Para russos, país voltou a ser potência com Putin

Na forma de atuar, ele lembra a antiga União Soviética

BOROVSK, Rússia – A Estrada Kalujskaia, que corre para o Ocidente, remete os russos a um passado glorioso. Foi por aqui que, no inverno de 1812, o exército de Napoleão, ou o que restou dele, bateu em retirada, humilhado, depois de sangrentos enfrentamentos com cossacos, guerrilheiros e soldados russos. Na manhã de segunda-feira, na porta de sua casa na Estrada Kalujskaia, 60 quilômetros a sudoeste de Moscou, o motorista de ônibus aposentado Viktor Kuznossov explica por que gosta do presidente Vladimir Putin. “É muito importante para nós ver a Rússia de cabeça erguida novamente”, diz ele. “Vou votar em Putin”, acrescenta, querendo dizer Dmitri Medvedev, o candidato apoiado pelo presidente.

Os ex-presidentes Mikhail Gorbachev e Boris Yeltsin não são perdoados por muitos russos, o primeiro por ter permitido a desagregação da União Soviética, o segundo por ter entregado a Criméia à Ucrânia. Putin, em contraste, mantém uma política externa agressiva não só diante das ex-repúblicas soviéticas, mas também dos Estados Unidos e da Europa. “O status da Rússia no cenário mundial é muito importante para os russos”, diz Masha Lipman, pesquisadora da Carnegie Endowment em Moscou.

Para Lev Gudkov, diretor do instituto de pesquisas independente Levada Center, Putin “fez a ligação entre a época soviética e a modernidade”. Em muitos sentidos, o presidente representa, para os russos, a recuperação de coisas que os confortavam na antiga URSS, como a segurança, a estabilidade e o status de superpotência, combinadas com a prosperidade econômica e a mobilidade social, inexistentes naquela época.

Na forma de lidar com o poder, Putin também lembra os dirigentes soviéticos – e, antes deles, os czares. Usando métodos que para muitos analistas lembram a KGB, o lendário serviço secreto russo no qual ele se formou, Putin tem eliminado toda oposição liberal, assim como a mídia independente. Restaram os comunistas e nacionalistas, que não vistos como alternativa pela maioria dos eleitores, e que reforçam a posição de Putin, ao cobrar dele ainda mais firmeza na política externa. “É só retórica”, desdenha o deputado Oleg Kulikov, chefe da Comissão de Trabalho Ideológico do Partido Comunista. “Ele entregou a base de Lourdes, em Cuba, que monitorava os lançamentos de foguetes dos EUA. Desmantelou nossa base no Vietnã. Não moderniza as Forças Armadas, que não representam mais ameaça para ninguém.”

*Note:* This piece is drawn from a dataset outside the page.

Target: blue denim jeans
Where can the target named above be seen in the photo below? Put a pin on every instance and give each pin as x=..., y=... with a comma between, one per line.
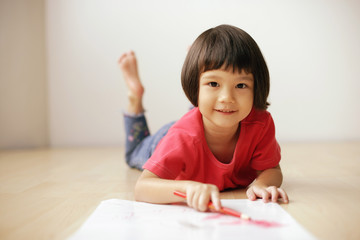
x=140, y=144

Segundo Masha Lipman, a popularidade de Putin se deve a três fatores. “Na Rússia, o líder máximo é visto não como o chefe de Estado, mas como a encarnação do Estado”, diz ela. “Putin está livre de qualquer rival”, continua a pesquisadora. “Ele nunca foi alvo de uma pergunta não-amigável, porque os jornalistas críticos nunca tiveram a oportunidade de se aproximar dele, e a cobertura dedicada a ele em geral é positiva e mais ampla do que a de qualquer outro político.” Além disso, reconhece Masha, “Putin realmente produziu resultados: nunca na história os russos usufruíram de uma melhora tão grande em seu padrão de vida”.

“Os setores que estão se desenvolvendo são só os de petróleo e gás”, critica Sergei Mitrokhin, vereador por Moscou e assessor do dirigente do partido liberal Yabloko, Grigori Yavlinski, um dos líderes de oposição que não se lançaram a presidente por considerar que essas eleições não são “justas”.

Petróleo e gás representam metade do Produto Interno Bruto e três quartos das exportações do país. Entretanto, o governo argumenta que tem investido pesadamente em tecnologia, inclusive com a construção, até 2012, de oito parques industriais de alta tecnologia, chamados Technoparks, no valor de US$ 1,3 bilhão. O governo criou também um “Fundo de Estabilização”, para o qual são destinados royalties cobrados sobre o que ultrapassa US$ 27 por barril de petróleo (atualmente a cerca de US$ 100). Até o fim do ano passado, o fundo já havia acumulado US$ 156 bilhões. É um colchão para suavizar os efeitos de uma queda no preço do petróleo. Pode-se dizer tudo de Putin, menos que ele não pensa no longo prazo.